Declines in Canadian tourism stand out sharply in the data. Airport arrivals from Canada were down by 7.4 percent across the first seven months of the year, and fell 13.2 percent in the summer. Cross-border car traffic also suffered, plunging by roughly one-third in June. Economists link this in part to political frictions, including tariff disputes and the widely publicized Canadian boycott of US destinations in 2025. These developments combined with a weaker Canadian dollar to dampen demand.

Regional Disparities

The downturn has not affected all parts of the country equally. Boston Logan and Chicago O’Hare recorded approximately 8 percent fewer international arrivals, while New York’s JFK saw numbers fall by around 7 percent. In contrast, Florida airports such as Orlando and Tampa reported increases in overseas visitors, suggesting regional preferences remain strong. Analysts attribute Florida’s relative strength to package deals marketed to European travelers, along with the resilience of resort tourism.

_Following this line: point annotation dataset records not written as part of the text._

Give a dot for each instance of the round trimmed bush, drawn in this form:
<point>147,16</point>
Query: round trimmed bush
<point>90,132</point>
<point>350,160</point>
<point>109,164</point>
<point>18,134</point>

Economic Stakes and Offsets

Tourism remains a significant contributor to the US economy, with international visitors spending heavily on accommodation, retail, and entertainment. The World Travel and Tourism Council estimates that the 2025 downturn could cost the country up to $12.5 billion in lost spending. Airlines, hotels, and retailers in major metropolitan areas have already reported weaker revenues linked to fewer inbound travelers.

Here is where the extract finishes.